# Data Wrangling

**Dataset I - CitiBike Trip Data**
(https://www.citibikenyc.com/system-data)

The goal of this notebook is to get all the required data needed to complete the project. The first dataset that will be compiled is the Trip data from CitiBike. The trip data holds key information about each trip that was taken by customers of the service. For example, columns such as the start time, end station, and gender are recorded for each trip.

**Dataset II - Neighborhood Profiles**
(https://furmancenter.org/neighborhoods)

The next dataset that is needed is the characteristics of each neighborhood in New York City (NYC). The data was gathered by the Furman Center for Real Estate and Urban Policy at New York University. Each dataset has different categories of information about each neighborhood in the city. For example two categories that exist in the dataset are demographics and housing. 

**Dataset III - Community District GeoJson**
(https://data.cityofnewyork.us/City-Government/Community-Districts/yfnk-k7r4)

The final piece of information needed is the GeoJson data that actually segments the community districts of NYC. That data is obtained directly from NYCOpenData. *Note: What Furman Center calls Neighborhoods, NYCOpenData calls Community Districts. NYCOpenData has a different dataset called Neighborhood Tabulation Areas which is a more granular division of the city*

## Scraping the TripData from the CitiBike S3 Bucket
The purpose of this section is to connect, extract, and store all of the tripdata files from the CitiBike S3 bucket into a temporary folder in the working directory. We will use the requests, zipfile, and io packages to retrieve the zipped data and extract it to the temporary folder. 
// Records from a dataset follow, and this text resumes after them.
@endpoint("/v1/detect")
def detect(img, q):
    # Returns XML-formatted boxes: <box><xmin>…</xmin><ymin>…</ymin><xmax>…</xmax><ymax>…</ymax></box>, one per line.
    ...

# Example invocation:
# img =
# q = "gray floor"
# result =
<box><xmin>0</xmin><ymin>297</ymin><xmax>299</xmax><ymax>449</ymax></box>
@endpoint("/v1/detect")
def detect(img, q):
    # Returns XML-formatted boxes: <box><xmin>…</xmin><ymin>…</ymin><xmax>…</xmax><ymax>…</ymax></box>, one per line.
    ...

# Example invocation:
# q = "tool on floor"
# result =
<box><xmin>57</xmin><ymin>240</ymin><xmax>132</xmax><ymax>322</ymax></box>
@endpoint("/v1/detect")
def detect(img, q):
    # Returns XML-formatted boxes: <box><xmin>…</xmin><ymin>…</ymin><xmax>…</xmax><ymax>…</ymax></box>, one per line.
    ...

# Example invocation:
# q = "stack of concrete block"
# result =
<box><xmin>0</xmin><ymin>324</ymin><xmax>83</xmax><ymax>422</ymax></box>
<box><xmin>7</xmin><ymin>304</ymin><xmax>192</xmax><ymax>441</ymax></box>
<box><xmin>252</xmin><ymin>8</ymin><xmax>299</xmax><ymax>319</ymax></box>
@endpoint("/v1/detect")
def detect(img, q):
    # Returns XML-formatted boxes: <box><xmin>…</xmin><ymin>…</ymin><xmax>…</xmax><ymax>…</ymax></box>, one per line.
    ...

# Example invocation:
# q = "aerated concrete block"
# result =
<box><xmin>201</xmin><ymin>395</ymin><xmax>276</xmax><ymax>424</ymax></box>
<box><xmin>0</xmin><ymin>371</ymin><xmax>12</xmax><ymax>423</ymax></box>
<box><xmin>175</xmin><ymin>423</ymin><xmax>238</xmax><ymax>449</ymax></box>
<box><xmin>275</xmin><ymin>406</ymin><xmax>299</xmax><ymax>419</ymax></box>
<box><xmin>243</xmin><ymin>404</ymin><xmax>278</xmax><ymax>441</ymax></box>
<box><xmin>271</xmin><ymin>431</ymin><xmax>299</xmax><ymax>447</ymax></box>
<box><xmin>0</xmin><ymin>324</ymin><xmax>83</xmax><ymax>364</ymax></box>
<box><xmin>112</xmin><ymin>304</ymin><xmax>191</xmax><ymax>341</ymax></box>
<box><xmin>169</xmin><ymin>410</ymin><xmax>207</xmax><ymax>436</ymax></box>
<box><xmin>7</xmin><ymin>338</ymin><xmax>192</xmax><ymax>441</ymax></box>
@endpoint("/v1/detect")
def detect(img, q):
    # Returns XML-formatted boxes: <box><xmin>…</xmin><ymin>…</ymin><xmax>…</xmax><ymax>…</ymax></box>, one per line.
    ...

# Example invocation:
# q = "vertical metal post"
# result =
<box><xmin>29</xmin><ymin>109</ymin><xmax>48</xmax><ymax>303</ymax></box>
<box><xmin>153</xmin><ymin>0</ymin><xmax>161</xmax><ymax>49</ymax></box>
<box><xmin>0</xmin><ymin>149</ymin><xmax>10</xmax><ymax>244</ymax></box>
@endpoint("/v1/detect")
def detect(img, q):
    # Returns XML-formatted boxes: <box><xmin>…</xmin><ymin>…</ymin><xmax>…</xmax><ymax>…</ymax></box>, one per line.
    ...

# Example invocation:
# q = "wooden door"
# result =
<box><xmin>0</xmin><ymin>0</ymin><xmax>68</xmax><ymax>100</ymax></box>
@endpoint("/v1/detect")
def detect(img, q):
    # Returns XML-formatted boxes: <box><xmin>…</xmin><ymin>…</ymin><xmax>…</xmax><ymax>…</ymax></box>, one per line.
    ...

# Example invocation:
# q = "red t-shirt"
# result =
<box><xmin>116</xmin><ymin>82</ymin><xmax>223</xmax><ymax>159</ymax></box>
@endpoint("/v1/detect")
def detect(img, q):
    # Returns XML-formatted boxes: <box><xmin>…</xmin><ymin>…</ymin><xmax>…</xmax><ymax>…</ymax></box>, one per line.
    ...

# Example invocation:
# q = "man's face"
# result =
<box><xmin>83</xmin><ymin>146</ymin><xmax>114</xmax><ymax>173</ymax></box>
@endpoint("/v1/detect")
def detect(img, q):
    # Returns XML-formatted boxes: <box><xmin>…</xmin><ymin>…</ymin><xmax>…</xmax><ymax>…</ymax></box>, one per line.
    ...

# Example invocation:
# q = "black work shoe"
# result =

*The vision for this project is that all files will be stored in the cloud (AWS S3), separate from the directory of the code. In the section named {} we will upload the extracted data from the temporary folder to a personal S3 bucket and then delete the temporary folder. For the remainder of the project, all data will be pulled from that S3 bucket*

In [1]:
import requests, zipfile, io   # Needed to pull data from CitiBike S3 bucket
import os   # Needed to work with folders that will be created

In [2]:
CITIBIKE_DATA_FOLDER = "https://s3.amazonaws.com/tripdata/"    
TEMP_BIKE_FOLDER = os.path.join(os.getcwd(),"TempBikeData")

In [3]:
if not os.path.exists(TEMP_BIKE_FOLDER):
    os.makedirs(TEMP_BIKE_FOLDER)

In [4]:
def pull_citi_data(filename: str) -> None:
    """Connects to Citibike's S3 bucket, extracts, and stores the trip data into the temp_data_folder

    Parameters
    ----------
    filename : str
        The name of a file in the Citibike S3 bucket (stem only)

    Returns
    -------
    None:
        If executed properly there should be a CSV file in the TEMP_BIKE_FOLDER.
    """
    
    # Attempts to connect to the file in the citibike S3 bucket and catches the different errors
    # Returns False if the connection fails
    try:
        r = requests.get(CITIBIKE_DATA_FOLDER + filename, stream=True)   
        r.raise_for_status()
    except requests.exceptions.HTTPError as errh:
        try:
            # Starting in 2017 bucket endings changed from .zip -> .csv.zip
            r = requests.get(CITIBIKE_DATA_FOLDER + filename[:-4] + '.csv.' + filename[-3:])
            r.raise_for_status()
        except requests.exceptions.HTTPError as errh: 
            print(errh)
            return None
        else:
            print(f"Request Success: {filename[:-4] + '.csv.' + filename[-3:]} requested from Citibike S3 Bucket")       
    except requests.exceptions.ConnectionError as errc:
        print(errc)
        return None
    except requests.exceptions.Timeout as errt:
        print(errt)
        return None
    except requests.exceptions.RequestException as err:
        print(err)
        return None
    else:
        print(f"Request Success: {filename} requested from Citibike S3 Bucket")
    
    # ==============================================================================================================
    
    # Unzips the file and extracts it to the Temporary Data Folder
    with zipfile.ZipFile(io.BytesIO(r.content), 'r') as zip: 
        
        # Regardless of the change in naming conventions, the actual data appears first in every bucket
        datafile = zip.namelist()[0] 
               
        if os.path.exists(TEMP_BIKE_FOLDER + datafile):
            print(f"Skipped: {datafile} already extracted from Citbike S3 Bucket \n")
            return None
        
        zip.extract(datafile, path = TEMP_BIKE_FOLDER)
    
    print(f"Extract Success: {datafile} unzipped and uploaded to {TEMP_BIKE_FOLDER} \n")
    return None

In [4]:
yearlist = ["2013","2014", "2015", "2016", "2017", "2018", "2019", "2020"]
monthlist = ["01", "02", "03", "04", "05", "06", "07", "08", "09", "10", "11", "12"]

In [77]:
#Citibike starts in 201306 so there should be 404 errors for the first 5 runs
for year in yearlist:
    for month in monthlist:
        pull_citi_data(f"{year}{month}-citibike-tripdata.zip")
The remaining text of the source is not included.